Sofraya zamanında gelmiyordu özellikle. Yemek zamanı geçtikten sonra gelip
anasına sırnaşıyor ve yemek yemek yerine özel şeyler yaptırıyordu anasına ve
anası da isteğini yerine getiriyordu çocuğun.
Zafer gelecek göremez olmuştu içinde
bulunduğu durumlardan. Çocuğa çok büyük zararlar veriliyordu ve kendisinin bu
evdeki varlığı da bu işi körükler hale dönüşmüştü. Kısaca evde olmaktan daha
iyi olacağını düşünmeye başlamıştı çocuğun gelişimi açısında. Hiç olmazsa baba
bahanesi ortadan kalkacak ve durumun çoğunun belki de düzelmesine yol açacaktı
yokluğu.
Çok zalimce geliyordu ilk aklına
geldiği zaman ayrılık. Bir süre çocuğu alıştırmak için durumdan konuşmaya karar
verdi.

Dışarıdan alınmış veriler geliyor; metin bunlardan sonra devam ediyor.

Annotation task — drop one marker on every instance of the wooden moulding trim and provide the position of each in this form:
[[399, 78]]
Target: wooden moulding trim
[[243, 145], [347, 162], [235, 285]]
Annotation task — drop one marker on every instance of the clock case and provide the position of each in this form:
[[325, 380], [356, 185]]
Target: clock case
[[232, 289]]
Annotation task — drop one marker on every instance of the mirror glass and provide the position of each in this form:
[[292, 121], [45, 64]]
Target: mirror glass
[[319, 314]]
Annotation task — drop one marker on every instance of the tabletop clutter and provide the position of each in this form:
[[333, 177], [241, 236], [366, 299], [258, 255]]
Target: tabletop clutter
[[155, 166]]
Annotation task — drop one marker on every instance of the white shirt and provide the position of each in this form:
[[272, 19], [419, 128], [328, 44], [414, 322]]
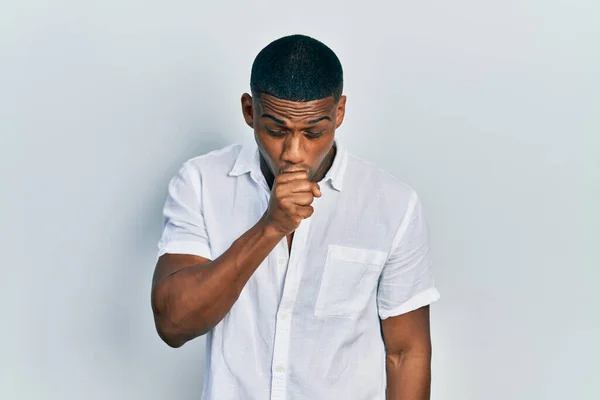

Çocuk yavaş yavaş alışmalıydı babasının yokluğuna. Hiçbir şey
istemiyordu giderken, yalnızca ceketini alıp çıkmayı aklına koymuştu. Her şeyi
çocuğun geleceği için düşünmüştü zaten. Öyle de olmalıydı her şey çocuğa kalmalıydı
mal, mülk olarak. Bu yüzden karısıyla kavgaya girmek istemiyordu. Zaten de
dayanabilecek hali kalmamıştı psikolojik bakımdan.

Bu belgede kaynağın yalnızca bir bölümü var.